Entropy Descriptors on Predictive QSAPR Modelling of Zeolite Structures

Zeolites are microporous minerals with consistent pore holes, cages, and channels made of tetrahedral atoms (T atoms) connected by bridging oxygen atoms. Most zeolites have T atoms of aluminium and silicon, although phosphorus, germanium, titanium, boron, gallium, and lithium can also be present. Zeolites are useful as ion exchangers, catalysts, and adsorbents because they have various structures and compositions. A topological index, also known as a connectivity index, is a molecular descriptor derived from a chemical compound’s molecular graph in chemical graph theory, molecular topology and mathematical chemistry. Degree-based and distance-based topological indices are significant classes. Topological indices can be used to predict various physiochemical properties, and this is a crucial component of QSAR/QSPR research. Graph entropy is an information-theoretic quantity and a distant derivative of thermodynamic entropy, another method for measuring a molecule’s information content. The Shannon’s entropy inspired graph entropies with topological indices which calculating the structure information of chemical graphs and complicated networks.
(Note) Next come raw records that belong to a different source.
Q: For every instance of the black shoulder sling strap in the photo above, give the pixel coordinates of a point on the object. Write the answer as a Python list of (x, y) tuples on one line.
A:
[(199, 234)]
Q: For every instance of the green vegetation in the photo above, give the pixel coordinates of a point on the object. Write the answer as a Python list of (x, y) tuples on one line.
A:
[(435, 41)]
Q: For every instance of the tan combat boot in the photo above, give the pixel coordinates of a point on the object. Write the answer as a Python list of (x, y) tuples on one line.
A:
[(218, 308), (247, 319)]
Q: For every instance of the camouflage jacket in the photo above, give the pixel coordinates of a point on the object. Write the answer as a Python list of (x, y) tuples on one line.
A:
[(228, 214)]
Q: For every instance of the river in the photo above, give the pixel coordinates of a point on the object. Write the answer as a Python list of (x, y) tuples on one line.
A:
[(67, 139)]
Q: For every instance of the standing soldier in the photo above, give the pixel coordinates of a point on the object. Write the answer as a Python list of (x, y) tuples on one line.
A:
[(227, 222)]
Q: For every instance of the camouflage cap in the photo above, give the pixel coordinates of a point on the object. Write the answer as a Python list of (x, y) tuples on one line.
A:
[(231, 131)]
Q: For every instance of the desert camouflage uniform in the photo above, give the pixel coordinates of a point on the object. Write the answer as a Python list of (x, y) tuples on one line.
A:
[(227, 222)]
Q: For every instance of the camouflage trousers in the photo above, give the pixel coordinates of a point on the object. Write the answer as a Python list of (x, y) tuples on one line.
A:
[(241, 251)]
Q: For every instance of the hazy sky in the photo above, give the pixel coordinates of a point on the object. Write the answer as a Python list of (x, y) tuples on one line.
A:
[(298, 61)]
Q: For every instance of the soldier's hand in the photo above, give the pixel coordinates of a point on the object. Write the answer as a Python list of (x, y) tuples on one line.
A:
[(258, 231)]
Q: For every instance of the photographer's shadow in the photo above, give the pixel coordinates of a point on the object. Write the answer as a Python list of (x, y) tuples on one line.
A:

In this paper, we compute a various number of degree and degree sum based information entropies for the zeolite with the aid of the information function and their correlation to the potential energy. The results have the ability to predict physicochemical characteristics including potential energy, atomic charges, phase transformation, NMR signal patterns, morphological, and stability analysis of the zeolite structures.